When a dispute arises between parties as to who holds superior title to all or a portion of certain real property, a complaint to “quiet title” (among other causes of action) is typically brought before the court. The purpose of quieting title is to establish clear title against adverse claims to real property or any interest in the same. Cal. Civ. Code § 760.020. In other words, a quiet title action is a legal proceeding where a party claims title to all or a portion of specific real property and requests that the court find that party’s title to be superior to any interest that is claimed by the other party.

One of the most common defenses to such actions relies on the applicable statute of limitations. While California Code of Civil Procedure does not have a specific statute of limitations for quiet title actions, the courts have provided guidance on when such claims must be brought, depending on the underlying theory of relief. Muktarian v. Barmby, (1965) 63 Cal.2d 558, 560.

In 2015, the appellate court in Salazar v. Thomas, (2015) 236 Cal.App.4th 467, 477, ruled that the likely statute of limitations applicable to various underlying causes of actions were as follows:

  • 3 years for claims based on fraud or mistake;
  • 4 years for claims based on the cancellation of an instrument; and
  • 5 years for claims based on adverse possession.

Complicating matters further, quiet title actions have special rules for when the limitations period begins.
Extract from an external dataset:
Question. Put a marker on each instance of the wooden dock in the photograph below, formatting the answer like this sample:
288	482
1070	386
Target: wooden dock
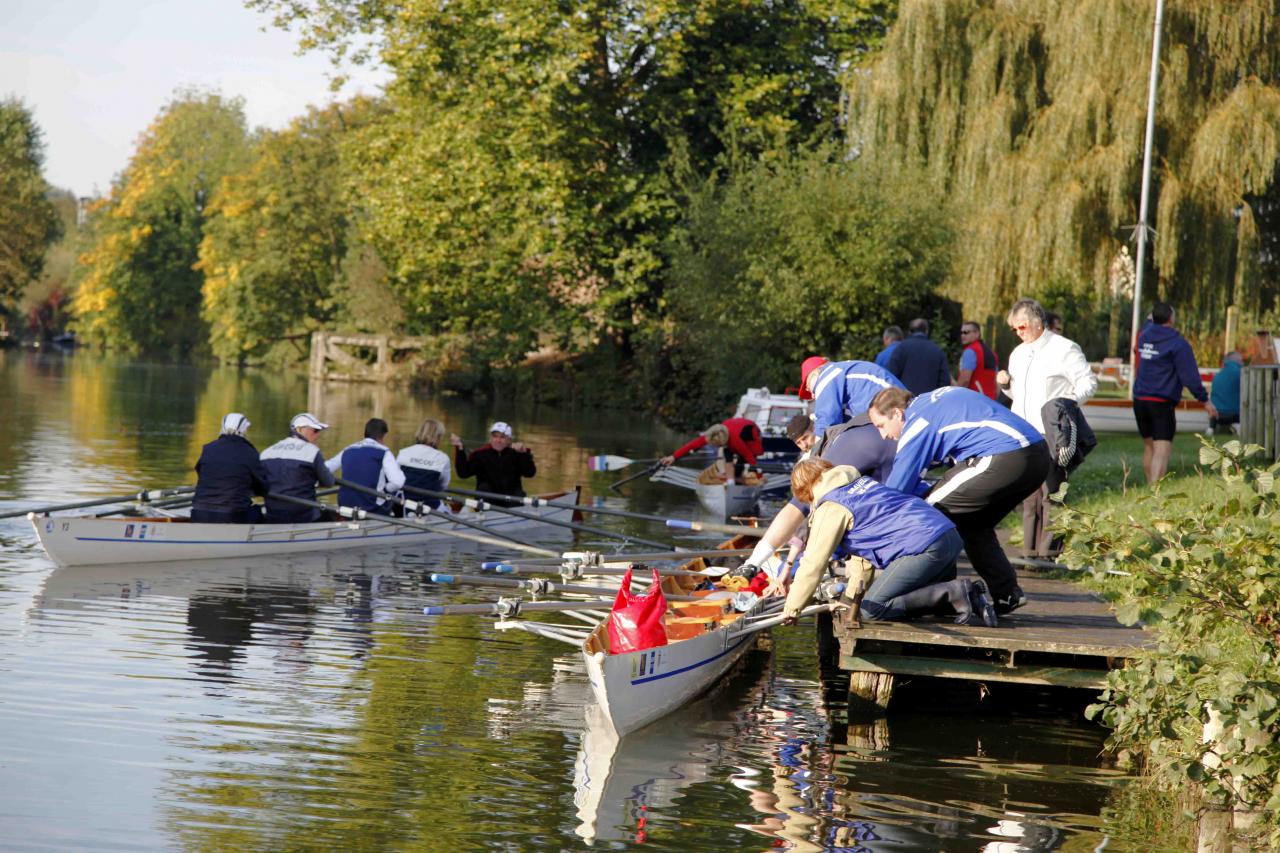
1064	637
Id.

Importantly, no statute runs against a plaintiff seeking to quiet title while he is in possession of the real property in dispute. Muktarian, supra, at pp. 560-561. However, possession does not provide a party with an unlimited tolling period without qualification. Instead, the statute of limitations commences on a quiet title action when the party is no longer in “undisturbed possession.” Mayer v. L&B Real Estate, (2008) 43 Cal.4th 1231, 1238. In determining whether such a disturbance has arisen, courts will consider the following questions:

  • When were the plaintiffs no longer owners in “exclusive and undisputed” possession of the land;
  • When was defendants’ adverse “claim …pressed against” plaintiffs; or
  • When was defendants’ hostile claim “asserted in some manner to jeopardize the superior title” held by plaintiffs?

Salazar, supra, at 478.

In the case of our homeowner who was notified of an adverse claim, the court would look to the factual history of the adverse claim being asserted, and to what extent, if any, the party asserting such claim had previously acted to move it forward.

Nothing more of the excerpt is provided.